While we are enthusiastic about the findings presented here, caution is warranted in interpretation. Initial reports from candidate gene studies, in general, may overestimate the effect (71
) and modest yet significant effects are reported here. Also, we did not apply a Bonferroni correction because many of the phenotypic tests were related and this would have resulted in an over-conservative correction. However, a large number of statistical comparisons were conducted which may have potentially inflated the risk of Type I error. Thus, replication is needed before definitive conclusions can be made about the role of these genes on regulating weight and risk of obesity. Also, future studies are planned to examine the interactions with other psychological states and traits which may help to better explain these associations as some of the psychological states overlap with risk of obesity. Of note, we did not find that the associations that were present for Hispanics and American Whites were also present for African-Americans in this sample. Furthermore, the association observed for Whites between SLC6A4 and obesity did not exhibit the same pattern as it did for Hispanics. These differences may represent the reduced power in the stratified model, genetic heterogeneity within the Hispanic and African-American groups, or both factors. This will need to be further studied with larger sub-samples of non-Caucasian participants. Another limitation of the current study was that other indicators of adiposity or body composition (e.g., waist circumference, skin fold measures) were not present in the Add Health study. In general, BMI is a good proxy, but examining the association between these candidate genes and other indicators of adiposity and body composition would strengthen the findings. Also of note, these analyses did not account for age of pubertal onset which is potentially important to the analyses of change in BMI; however, given that the median age at Wave II was 17 (Mean = 16.5), this may have had little affect, as most participants would likely have been post-pubertal onset. Further, as described above, it would have been ideal to have additional candidate gene data available, and multiple polymorphisms within the genes in order to test other hypothesis as well as evaluate the effects of population stratification. However, currently only a limited amount of genetic data is available for analysis using this cohort.

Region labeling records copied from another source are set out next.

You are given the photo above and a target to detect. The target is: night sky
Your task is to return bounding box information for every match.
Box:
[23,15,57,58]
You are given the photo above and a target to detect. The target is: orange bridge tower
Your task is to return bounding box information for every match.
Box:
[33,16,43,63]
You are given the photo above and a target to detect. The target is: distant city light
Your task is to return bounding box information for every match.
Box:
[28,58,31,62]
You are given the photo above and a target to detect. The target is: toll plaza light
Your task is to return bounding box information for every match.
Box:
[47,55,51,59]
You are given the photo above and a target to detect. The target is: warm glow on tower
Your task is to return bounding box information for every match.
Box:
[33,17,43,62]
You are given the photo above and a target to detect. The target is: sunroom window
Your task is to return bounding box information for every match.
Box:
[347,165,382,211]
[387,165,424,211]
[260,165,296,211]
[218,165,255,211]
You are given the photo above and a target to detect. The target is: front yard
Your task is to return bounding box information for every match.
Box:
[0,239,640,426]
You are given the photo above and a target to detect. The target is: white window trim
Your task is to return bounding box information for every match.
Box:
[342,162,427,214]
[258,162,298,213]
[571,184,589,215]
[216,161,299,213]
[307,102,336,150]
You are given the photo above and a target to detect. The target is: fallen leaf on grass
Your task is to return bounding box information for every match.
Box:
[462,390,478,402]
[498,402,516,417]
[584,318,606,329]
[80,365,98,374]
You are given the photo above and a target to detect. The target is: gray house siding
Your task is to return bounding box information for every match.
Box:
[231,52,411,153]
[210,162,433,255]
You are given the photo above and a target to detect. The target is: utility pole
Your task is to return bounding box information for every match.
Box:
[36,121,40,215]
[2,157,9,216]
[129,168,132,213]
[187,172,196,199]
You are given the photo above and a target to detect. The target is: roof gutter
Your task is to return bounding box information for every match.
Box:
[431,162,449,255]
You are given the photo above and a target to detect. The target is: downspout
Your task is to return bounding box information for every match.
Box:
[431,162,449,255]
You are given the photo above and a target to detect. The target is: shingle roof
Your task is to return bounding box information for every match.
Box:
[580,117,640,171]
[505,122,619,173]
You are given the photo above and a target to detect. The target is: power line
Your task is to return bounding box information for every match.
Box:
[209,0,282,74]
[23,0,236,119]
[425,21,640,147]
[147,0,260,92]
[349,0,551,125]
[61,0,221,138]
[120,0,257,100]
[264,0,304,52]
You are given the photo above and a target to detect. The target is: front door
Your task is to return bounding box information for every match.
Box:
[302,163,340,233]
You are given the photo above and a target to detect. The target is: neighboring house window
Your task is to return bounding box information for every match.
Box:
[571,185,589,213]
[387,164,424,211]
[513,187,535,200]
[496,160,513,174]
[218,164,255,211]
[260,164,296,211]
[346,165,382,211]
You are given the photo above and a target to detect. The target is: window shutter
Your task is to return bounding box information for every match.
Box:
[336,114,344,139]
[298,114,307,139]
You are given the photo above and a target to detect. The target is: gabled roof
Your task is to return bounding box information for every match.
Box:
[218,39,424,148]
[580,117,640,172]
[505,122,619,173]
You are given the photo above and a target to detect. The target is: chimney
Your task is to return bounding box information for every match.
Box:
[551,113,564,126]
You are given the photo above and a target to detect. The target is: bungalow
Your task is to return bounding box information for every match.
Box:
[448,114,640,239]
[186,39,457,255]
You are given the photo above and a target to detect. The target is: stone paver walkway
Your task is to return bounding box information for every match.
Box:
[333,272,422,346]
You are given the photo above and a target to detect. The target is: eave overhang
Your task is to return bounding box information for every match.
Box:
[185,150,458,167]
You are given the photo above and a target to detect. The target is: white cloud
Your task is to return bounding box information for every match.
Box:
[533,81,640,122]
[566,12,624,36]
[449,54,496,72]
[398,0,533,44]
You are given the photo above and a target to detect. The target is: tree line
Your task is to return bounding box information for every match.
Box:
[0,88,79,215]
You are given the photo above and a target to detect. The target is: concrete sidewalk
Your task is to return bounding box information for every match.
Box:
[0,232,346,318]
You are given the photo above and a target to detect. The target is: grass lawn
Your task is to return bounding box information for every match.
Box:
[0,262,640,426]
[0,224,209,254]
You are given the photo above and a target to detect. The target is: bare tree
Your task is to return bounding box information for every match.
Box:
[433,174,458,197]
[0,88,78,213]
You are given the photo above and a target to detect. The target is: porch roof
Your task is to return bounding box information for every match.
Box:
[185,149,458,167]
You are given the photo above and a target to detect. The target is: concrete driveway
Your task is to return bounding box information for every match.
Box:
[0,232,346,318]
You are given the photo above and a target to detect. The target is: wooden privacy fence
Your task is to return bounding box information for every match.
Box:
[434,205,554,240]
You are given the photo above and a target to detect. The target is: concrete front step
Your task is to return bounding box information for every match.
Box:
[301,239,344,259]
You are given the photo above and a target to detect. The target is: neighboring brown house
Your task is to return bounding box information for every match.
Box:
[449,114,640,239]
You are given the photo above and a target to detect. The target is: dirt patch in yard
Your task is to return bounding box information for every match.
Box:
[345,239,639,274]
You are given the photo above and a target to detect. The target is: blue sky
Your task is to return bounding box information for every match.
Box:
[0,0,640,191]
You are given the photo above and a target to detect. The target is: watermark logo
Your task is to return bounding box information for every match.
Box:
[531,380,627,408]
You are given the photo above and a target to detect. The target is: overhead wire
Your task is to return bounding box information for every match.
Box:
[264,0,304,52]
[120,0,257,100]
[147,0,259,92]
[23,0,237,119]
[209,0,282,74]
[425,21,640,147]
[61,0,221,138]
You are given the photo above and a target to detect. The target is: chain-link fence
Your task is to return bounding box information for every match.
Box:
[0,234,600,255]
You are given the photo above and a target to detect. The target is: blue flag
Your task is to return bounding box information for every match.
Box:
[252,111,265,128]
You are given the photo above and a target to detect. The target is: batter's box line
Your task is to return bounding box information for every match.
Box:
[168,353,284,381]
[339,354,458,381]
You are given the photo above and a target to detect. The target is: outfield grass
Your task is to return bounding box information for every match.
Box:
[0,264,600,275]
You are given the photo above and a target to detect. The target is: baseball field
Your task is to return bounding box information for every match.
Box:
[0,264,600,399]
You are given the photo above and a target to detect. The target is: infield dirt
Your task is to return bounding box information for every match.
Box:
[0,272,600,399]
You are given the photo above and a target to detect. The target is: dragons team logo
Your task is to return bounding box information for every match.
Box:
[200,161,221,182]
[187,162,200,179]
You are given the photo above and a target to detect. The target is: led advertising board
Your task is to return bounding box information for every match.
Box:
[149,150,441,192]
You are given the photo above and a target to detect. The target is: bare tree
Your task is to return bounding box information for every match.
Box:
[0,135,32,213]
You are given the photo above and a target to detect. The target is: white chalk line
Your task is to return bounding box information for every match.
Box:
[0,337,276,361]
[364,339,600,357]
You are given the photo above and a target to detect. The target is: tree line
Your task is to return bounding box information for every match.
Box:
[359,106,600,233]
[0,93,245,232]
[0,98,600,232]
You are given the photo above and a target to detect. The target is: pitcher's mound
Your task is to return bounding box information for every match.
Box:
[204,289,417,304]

Our findings lend further support to of the involvement of dopamine and serotonin regulation on energy balance (9
). The results underscore the need for additional research examining the role of these systems on BMI and other energy-balance behaviors (e.g., diet and physical activity). Additional work is needed to identify the potential complex gene by gene and gene by environment interactions that may further characterize these main effects.